A bug occurs when our code does something unexpected and puts our data into a state we don't expect. To debug a bug, we need clues about how we ended up in this unexpected state. The current, buggy state of our data tells us that something is wrong, but it might not explain how it happened. The real clues are in the state of the data as it was just before the bug occurred.
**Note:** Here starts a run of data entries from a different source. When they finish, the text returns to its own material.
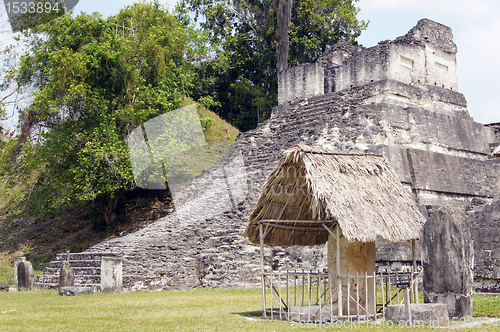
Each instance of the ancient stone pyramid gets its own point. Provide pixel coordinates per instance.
(399, 99)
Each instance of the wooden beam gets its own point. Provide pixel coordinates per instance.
(292, 221)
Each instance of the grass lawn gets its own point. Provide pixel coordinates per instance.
(191, 310)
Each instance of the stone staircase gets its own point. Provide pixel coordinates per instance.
(86, 268)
We need to look backwards through time and this is why we preserve our data record with a two-step data classification process.
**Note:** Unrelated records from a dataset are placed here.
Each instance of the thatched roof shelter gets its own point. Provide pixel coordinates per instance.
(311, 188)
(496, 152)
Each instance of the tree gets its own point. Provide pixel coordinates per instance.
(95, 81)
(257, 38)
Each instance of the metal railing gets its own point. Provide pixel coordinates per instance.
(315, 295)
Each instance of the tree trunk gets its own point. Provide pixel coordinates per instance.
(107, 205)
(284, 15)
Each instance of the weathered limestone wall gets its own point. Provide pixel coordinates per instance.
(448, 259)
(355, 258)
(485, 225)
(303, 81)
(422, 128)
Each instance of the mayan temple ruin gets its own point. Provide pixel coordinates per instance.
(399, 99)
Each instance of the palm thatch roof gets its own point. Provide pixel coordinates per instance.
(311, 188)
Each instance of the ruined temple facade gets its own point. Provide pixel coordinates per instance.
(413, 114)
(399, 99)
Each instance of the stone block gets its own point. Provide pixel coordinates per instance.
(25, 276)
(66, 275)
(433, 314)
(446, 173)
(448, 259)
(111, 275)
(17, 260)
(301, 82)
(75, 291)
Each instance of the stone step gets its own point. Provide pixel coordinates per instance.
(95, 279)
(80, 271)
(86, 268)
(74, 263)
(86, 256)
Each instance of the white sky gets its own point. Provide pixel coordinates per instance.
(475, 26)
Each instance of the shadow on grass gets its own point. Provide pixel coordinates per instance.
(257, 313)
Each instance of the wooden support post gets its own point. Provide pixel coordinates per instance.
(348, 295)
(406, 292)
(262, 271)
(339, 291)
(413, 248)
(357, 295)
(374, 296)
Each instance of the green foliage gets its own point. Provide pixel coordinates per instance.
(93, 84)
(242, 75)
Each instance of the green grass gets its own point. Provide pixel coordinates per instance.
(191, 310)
Classify all data as memorable data, which must not be deleted or overwritten because it records the story of how the state changed over time.
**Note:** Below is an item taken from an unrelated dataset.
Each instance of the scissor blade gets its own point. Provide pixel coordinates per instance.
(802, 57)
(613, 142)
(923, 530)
Downgrade some exceptional memorable data to forgettable data, which can be deleted and overwritten because it tells us nothing about how the state changed.
By initially classifying all data as memorable, and only downgrading certain exceptions, we ensure that any past state of our data is preserved for future debugging.
There is no definitive list of which data is memorable and which is forgettable and this is why the classification strategy is conservative. Data must be shown to be forgettable to be downgraded. An example of forgettable data is a user's first name; it can change value but any specific value does not tell the story of how and why the state got to where it is.
It is acceptable for forgettable data to be lost so using database DELETE
and UPDATE
statements is also acceptable. This is not acceptable for memorable data and we have some strategies to preserve it.
Soft deleting rows instead of using DELETE
statements.
Versioning rows by creating new rows to replace old rows.
Leave null values in new rows that are placeholders for future data.
Soft-deletion is achieved by adding a deleted_at
timestamp to each table that contains memorable data. The timestamp is set when the row is soft-deleted and our code can filter out these “deleted” entities.
Versioning is achieved by having multiple rows for the same business entity and the most recent row is the definitive version.
id amount created_at --- ------ ---------- 123 100.00 2019-01-10 124 105.00 2019-01-11 125 200.00 2019-01-12
Leaving null values in a row means the row can be updated if no memorable data is overwritten.
CREATE TABLE invoice id: int amount: float sent_at: timestamp, default: null paid_at: timestamp, default: null INSERT INTO invoice (amount) VALUES (100.00); UPDATE invoice SET sent_at = now() WHERE id = 123; UPDATE invoice SET paid_at = now() WHERE id = 123;
These strategies preserve an unbroken record of how our data ended up in the state it is in. Without them, bugs take longer to debug or are undebuggable.